I worked on the floor for 1.5 years after 1 year of horrible, horrible ICU experience. It took all my nerves to return because I had such a terrible introduction to ICU (long story, not very interesting, just a bad unit to be on with high turnover). I've learned something from every place I've worked. I now work in a Neuro ICU and have a preceptor for my FNP program who was a Transplant ICU RN before she turned FNP.
So there. We aren't all close-minded and sheltered ICU nurses. (Just kidding, of course)

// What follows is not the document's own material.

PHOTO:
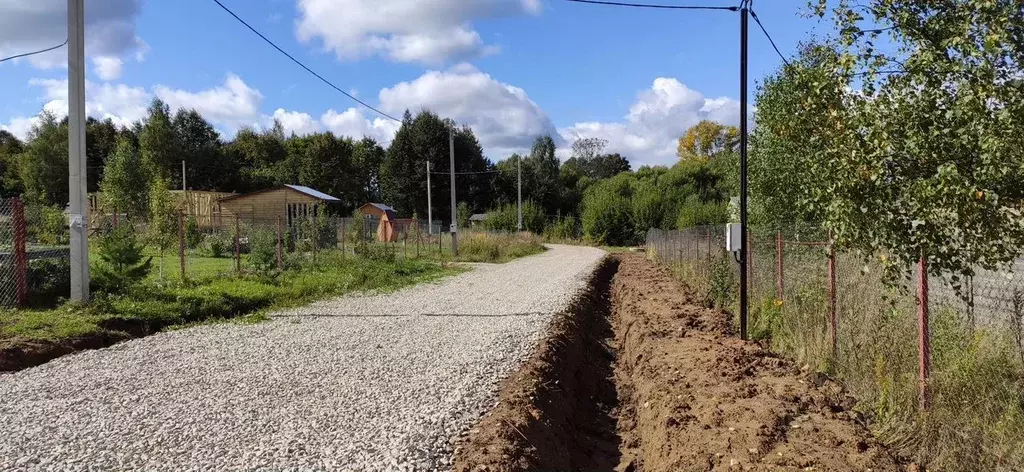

Best of luck to you! I'm exhausted every day from all the time consumed by school and my job.... but it will definitely be worth it!!!
sailornurse
1,231 Posts
I had about 20 years of med-surg (surgical/orthopedics/neuro/medical/telemetry & 2 years L&D) and then transferred to the ER during FNP school. You did not say what type of ICU (general) or the size of the hospital but if you are focused on learning, that's what matters. Be sure that you take a variety of patients, look at the labs/diagnostics and understand the meds/patho. It depends on the types of ICU's you will be working on, bigger/teaching hospitals may have specialized ICU's(neuro/open-heart/coronary/medical/surgical) or it may be a general ICU where you get all kinds of patients. Since you are going to tackle FNP part time, I think you will do fine. I did part time in the beginning & completed my MSN/FNP in 5 years. I do wish I had acquired some pediatric experience along the way. That topic was a bit more difficult for me vs the general/adult medical conditions. Luckily my daughter was 4 when I started so it was easier to apply pediatrics to her & I had a "guinea pig" to evaluate. Good Luck-Stay Focused.